The other liability is that this is all being judged by lawyers who are
often self-selected for "people-people" rather than technologists. I
remember when I did take a joint seminar with Harvard Law and the
problem of getting techies interested. In dealing with legal issues now
I find it a profession bound by medieval baggage of its own.
At least with the tax code one can argue with the IRS but the legal
system is much more perverse and hierarchical.
Well, that's a quick and short set of comments -- I really do need to
explore this in full.
I would also like to figure out how I can help. If we have to identify
a single issue which separates those who understand complex issues and
those who simply have the trappings of modernity it's understanding how
systems survive -- that's really all evolution is about.
I'm curious -- is evolution "play" in Moslem countries
PS: While trying to write this I had to reboot and thought I might've
lost this letter. Luckily Word has evolved mechanisms to checkpoint
files -- that's the result of repeated trauma requiring such resilience
for survival. But ultimately the problems are due to being at the mercy
of a very hierarchical model of computing. Hierarchies resist
evolutionary processes.
And, no, Linux is not magically better -- it is a close cousin and
lacks the tools I depend upon.
-----Original Message-----
From: owner-ip@xxxxxxxxxxxxxx [mailto:owner-ip@xxxxxxxxxxxxxx] On
Behalf Of David Farber
Sent: Monday, November 08, 2004 16:02
To: Ip
Subject: [IP] Attempts at overthrowing the teaching of evolution
gathering steam
Begin forwarded message:
From: "Robert J. Berger" <rberger@xxxxxxx>
Date: November 8, 2004 2:32:35 PM EST
To: Dewayne Hendricks <dewayne@xxxxxxxxxxxxx>, Dave Farber
<dave@xxxxxxxxxx>
Subject: Attempts at overthrowing the teaching of evolution gathering
steam
The Christian Fundamentalists are hard at work at making the US on par
with
Islamic fundamentalist states. First step, have their religion taught in
schools. Cases in Georgia and Wisconsin are the first points of legal
attack. All they need is get Bush to appoint some more fundamentalist
judges
and there will may be no stopping them.
-----------
Evolution case opens in Georgia court
By Kristen Wyatt
http://www.salon.com/mwt/wire/2004/11/08/evolution/print.html
Nov. 8, 2004 | ATLANTA (AP) -- A warning sticker in suburban
Atlanta science textbooks that says evolution is "a theory, not
a fact" was challenged in court Monday as an unlawful promotion
of religion.
The disclaimer was adopted by Cobb County school officials in
2002 after hundreds of parents signed a petition criticizing the
textbooks for treating evolution as fact without discussing
alternate theories, including creationism.
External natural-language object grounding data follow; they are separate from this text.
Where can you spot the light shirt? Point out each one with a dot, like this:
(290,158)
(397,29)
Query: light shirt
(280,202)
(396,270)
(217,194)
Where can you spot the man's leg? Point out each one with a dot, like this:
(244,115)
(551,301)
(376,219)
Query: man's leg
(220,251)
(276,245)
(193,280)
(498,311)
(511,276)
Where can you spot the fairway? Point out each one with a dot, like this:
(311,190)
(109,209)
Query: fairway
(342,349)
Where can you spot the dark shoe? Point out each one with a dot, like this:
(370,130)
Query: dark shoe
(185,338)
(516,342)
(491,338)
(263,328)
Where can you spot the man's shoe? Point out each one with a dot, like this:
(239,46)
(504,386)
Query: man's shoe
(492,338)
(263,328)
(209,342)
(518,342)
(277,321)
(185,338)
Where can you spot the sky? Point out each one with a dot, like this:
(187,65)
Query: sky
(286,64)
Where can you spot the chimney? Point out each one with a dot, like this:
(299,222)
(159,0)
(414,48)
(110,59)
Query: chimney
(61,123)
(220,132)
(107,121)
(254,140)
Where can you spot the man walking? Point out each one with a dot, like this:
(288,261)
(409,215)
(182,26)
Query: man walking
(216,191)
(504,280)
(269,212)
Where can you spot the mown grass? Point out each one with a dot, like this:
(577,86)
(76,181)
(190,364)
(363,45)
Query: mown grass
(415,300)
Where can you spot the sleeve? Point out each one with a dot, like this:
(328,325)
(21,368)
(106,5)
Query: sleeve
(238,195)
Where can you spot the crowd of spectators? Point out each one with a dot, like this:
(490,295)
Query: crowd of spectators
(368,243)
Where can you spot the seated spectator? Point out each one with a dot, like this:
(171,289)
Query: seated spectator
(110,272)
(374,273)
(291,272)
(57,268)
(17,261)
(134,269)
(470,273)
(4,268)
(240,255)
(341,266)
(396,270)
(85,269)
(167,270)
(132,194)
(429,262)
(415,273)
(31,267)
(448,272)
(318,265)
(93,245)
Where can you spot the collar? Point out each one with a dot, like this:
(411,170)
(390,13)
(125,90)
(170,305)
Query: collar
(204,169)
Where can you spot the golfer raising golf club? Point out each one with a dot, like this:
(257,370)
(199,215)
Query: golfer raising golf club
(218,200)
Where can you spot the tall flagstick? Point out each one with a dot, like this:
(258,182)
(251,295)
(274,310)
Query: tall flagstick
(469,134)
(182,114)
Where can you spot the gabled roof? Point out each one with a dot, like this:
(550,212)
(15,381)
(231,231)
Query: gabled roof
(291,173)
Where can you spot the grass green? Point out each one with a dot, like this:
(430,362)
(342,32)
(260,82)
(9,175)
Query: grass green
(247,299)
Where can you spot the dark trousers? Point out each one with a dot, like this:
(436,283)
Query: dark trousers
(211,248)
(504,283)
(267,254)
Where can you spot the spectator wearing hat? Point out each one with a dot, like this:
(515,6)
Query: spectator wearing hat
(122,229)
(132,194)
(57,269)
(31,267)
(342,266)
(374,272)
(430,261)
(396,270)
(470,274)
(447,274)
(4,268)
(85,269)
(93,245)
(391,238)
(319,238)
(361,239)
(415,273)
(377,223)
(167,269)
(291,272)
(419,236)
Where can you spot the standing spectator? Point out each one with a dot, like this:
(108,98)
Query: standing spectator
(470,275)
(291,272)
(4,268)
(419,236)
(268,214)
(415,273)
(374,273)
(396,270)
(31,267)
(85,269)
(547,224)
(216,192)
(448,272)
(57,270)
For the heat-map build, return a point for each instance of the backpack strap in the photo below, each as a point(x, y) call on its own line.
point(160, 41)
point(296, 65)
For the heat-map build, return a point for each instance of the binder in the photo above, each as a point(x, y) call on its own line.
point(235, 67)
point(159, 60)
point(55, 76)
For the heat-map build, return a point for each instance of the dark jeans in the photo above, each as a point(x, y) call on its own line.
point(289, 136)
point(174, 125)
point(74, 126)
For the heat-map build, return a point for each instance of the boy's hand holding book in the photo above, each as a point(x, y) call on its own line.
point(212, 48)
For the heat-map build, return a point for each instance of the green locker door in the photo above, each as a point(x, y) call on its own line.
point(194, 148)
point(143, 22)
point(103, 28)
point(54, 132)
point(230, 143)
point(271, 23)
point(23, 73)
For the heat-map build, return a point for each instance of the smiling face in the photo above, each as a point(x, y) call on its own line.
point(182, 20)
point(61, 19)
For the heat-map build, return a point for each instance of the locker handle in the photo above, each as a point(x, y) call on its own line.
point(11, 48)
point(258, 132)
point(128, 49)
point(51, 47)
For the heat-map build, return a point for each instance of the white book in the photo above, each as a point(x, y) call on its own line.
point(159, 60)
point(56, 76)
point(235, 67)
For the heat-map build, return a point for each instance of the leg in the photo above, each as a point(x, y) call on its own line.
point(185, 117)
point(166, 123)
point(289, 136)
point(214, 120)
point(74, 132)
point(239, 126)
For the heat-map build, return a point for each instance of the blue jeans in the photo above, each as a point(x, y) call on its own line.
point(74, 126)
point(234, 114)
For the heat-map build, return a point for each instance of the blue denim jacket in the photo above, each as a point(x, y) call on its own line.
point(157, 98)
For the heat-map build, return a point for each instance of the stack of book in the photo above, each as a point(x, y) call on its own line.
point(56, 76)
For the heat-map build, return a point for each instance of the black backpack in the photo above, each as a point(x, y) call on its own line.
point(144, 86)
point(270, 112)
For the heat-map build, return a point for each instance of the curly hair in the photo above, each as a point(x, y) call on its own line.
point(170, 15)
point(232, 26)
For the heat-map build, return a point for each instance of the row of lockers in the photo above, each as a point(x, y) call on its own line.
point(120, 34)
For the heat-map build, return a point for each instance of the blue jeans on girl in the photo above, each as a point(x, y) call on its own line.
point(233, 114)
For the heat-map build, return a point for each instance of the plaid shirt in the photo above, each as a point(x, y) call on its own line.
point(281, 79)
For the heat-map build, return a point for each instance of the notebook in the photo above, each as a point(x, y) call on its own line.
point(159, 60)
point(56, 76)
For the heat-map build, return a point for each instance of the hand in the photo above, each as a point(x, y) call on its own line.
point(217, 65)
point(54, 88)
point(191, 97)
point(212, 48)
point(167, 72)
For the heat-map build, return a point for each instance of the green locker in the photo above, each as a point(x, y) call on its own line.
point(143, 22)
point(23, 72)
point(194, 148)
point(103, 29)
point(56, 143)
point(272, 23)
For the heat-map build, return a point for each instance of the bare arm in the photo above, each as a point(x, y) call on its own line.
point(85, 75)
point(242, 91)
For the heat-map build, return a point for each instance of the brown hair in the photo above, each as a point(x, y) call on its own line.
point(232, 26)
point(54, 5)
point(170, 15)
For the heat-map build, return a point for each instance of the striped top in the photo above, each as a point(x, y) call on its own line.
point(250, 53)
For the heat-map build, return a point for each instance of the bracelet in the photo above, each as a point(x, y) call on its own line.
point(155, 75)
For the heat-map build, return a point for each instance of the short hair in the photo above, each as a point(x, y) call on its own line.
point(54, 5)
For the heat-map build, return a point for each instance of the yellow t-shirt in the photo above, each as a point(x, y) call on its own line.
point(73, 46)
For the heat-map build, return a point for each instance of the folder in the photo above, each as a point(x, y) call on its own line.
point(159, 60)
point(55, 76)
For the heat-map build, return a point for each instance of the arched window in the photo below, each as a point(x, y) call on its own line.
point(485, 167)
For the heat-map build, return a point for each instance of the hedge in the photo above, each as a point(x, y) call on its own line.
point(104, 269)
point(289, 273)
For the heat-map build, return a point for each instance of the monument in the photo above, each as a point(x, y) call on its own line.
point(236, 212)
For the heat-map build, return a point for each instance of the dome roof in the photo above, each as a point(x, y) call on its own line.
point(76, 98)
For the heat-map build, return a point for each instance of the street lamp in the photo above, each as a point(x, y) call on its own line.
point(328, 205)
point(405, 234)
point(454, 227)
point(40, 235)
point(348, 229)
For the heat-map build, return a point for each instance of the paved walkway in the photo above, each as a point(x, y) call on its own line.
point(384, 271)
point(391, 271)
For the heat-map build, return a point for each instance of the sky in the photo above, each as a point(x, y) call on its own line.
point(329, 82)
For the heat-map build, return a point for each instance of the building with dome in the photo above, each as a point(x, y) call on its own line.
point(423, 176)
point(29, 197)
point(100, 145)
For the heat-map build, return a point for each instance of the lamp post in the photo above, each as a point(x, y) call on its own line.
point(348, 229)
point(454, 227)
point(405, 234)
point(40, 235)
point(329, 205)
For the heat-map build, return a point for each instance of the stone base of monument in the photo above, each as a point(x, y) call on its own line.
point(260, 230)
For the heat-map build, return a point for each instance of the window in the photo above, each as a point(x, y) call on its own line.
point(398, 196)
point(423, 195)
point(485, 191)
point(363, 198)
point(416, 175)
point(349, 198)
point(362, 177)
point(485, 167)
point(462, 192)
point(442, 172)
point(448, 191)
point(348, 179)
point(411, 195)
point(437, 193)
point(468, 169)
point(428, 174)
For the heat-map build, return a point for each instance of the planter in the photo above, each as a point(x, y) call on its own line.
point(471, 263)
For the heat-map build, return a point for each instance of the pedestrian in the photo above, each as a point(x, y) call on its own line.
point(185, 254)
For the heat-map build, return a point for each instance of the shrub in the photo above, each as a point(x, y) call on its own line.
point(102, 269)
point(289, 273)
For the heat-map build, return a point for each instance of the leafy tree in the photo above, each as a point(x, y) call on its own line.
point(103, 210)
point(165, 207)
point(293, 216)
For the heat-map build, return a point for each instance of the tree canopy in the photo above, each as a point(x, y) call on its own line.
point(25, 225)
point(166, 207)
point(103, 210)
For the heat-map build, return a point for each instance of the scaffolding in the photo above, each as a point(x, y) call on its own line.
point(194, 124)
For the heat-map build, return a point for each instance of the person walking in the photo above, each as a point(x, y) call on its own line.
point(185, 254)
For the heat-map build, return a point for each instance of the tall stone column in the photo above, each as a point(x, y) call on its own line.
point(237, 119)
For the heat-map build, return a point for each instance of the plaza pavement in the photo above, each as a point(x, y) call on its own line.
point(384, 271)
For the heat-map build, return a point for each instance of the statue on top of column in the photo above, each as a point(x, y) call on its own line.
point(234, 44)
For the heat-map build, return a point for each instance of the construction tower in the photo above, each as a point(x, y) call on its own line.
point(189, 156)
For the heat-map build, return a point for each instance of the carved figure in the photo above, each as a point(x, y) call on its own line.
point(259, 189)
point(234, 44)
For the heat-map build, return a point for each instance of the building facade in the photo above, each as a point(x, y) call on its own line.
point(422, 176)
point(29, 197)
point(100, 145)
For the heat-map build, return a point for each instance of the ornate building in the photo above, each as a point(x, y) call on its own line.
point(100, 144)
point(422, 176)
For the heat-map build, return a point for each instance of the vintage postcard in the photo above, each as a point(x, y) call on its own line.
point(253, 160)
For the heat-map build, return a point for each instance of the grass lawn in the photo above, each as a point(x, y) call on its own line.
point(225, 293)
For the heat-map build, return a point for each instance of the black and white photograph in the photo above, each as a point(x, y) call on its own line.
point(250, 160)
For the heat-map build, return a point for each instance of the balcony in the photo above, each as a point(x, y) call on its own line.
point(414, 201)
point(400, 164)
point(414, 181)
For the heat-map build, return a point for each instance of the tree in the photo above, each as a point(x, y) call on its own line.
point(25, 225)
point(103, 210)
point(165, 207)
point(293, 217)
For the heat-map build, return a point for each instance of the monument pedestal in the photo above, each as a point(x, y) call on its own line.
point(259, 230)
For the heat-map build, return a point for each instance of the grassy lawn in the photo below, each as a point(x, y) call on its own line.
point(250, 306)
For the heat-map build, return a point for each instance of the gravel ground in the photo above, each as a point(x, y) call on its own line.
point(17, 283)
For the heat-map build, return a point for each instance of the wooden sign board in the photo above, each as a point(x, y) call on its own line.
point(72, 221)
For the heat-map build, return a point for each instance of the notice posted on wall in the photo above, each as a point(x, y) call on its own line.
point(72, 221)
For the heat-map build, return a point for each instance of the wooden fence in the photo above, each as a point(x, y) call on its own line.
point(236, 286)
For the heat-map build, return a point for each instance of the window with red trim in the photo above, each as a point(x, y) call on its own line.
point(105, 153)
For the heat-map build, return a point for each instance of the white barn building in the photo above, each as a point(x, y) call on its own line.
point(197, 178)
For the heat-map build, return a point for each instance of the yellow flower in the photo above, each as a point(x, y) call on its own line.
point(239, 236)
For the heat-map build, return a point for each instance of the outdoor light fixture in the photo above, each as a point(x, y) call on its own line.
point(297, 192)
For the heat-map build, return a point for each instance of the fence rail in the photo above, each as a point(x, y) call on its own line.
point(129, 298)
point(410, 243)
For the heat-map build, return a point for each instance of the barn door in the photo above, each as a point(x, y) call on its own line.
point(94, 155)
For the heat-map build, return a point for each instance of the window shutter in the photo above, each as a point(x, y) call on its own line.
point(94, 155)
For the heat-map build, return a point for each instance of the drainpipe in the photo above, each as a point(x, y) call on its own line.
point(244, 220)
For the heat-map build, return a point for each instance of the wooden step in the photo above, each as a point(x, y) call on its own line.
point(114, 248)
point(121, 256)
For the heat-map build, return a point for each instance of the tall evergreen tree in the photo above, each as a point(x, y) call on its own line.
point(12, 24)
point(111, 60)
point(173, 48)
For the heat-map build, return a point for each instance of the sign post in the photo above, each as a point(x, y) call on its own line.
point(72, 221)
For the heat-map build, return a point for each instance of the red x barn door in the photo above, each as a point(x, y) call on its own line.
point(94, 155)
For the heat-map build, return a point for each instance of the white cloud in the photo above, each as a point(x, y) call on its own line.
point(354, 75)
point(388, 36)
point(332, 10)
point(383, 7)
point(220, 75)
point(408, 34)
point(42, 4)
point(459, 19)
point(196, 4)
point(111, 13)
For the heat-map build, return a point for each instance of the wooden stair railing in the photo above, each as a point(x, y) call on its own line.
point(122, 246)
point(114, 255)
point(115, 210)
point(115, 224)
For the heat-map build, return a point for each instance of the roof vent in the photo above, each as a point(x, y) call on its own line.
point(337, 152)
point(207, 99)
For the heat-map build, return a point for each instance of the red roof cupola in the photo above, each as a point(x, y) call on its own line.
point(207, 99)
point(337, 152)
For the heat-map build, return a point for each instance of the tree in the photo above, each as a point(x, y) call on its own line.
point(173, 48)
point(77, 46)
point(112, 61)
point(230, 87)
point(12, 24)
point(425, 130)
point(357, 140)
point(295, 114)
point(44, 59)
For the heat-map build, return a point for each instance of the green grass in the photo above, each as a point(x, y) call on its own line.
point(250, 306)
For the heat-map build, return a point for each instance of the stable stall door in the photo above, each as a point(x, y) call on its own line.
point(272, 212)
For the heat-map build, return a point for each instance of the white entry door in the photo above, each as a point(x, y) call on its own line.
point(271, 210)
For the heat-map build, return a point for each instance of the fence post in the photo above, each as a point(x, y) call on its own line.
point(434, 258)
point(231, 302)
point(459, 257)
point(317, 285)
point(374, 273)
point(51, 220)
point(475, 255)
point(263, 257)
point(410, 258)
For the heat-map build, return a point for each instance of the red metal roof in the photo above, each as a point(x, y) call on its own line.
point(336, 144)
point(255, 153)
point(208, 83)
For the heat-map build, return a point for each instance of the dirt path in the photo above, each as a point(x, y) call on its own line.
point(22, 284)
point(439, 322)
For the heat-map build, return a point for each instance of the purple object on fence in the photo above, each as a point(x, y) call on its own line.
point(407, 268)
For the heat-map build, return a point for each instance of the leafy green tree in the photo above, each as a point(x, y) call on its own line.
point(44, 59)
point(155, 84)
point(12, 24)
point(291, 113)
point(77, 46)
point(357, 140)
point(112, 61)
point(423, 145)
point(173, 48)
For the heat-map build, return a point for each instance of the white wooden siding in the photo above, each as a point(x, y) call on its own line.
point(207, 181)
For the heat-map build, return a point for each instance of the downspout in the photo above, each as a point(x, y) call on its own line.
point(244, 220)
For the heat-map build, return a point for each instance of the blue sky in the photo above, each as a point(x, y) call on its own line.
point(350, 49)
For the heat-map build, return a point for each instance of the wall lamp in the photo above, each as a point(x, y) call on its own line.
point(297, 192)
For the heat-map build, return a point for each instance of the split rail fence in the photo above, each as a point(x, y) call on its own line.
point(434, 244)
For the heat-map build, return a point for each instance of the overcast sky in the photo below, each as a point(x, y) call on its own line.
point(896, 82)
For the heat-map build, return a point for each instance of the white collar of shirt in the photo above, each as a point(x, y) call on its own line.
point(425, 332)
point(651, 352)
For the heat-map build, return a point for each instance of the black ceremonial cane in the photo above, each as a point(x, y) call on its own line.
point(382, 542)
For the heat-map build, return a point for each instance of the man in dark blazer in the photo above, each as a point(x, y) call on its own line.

"The religious views of some that contradict science cannot
dictate curriculum," American Civil Liberties Union attorney
Maggie Garrett argued Monday before U.S. District Judge Clarence
Cooper. The trial is expected to last several days.
But a lawyer for Cobb County schools, Linwood Gunn, held up a
copy of a textbook's table of contents Monday that showed dozens
of pages about evolution.
"The sticker doesn't exist independently of the 101 pages about
evolution," Gunn said. "This case is not about a sticker which
has 33 words on it. ... It's about textbooks that say a lot more
than that."
The stickers read: "This textbook contains material on
evolution. Evolution is a theory, not a fact, regarding the
origin of living things. This material should be approached with
an open mind, studied carefully and critically considered."
One of the parents who filed the lawsuit, Jeffrey Selman, said
the stickers discredit the science of evolution.
"It's like saying everything that follows this sticker isn't
true," he said.
The U.S. Supreme Court ruled in 1987 that creationism was a
religious belief that could not be taught in public schools
along with evolution.
Gunn said he expects the warning will hold up in court, saying
it "provides a unique opportunity for critical thinking."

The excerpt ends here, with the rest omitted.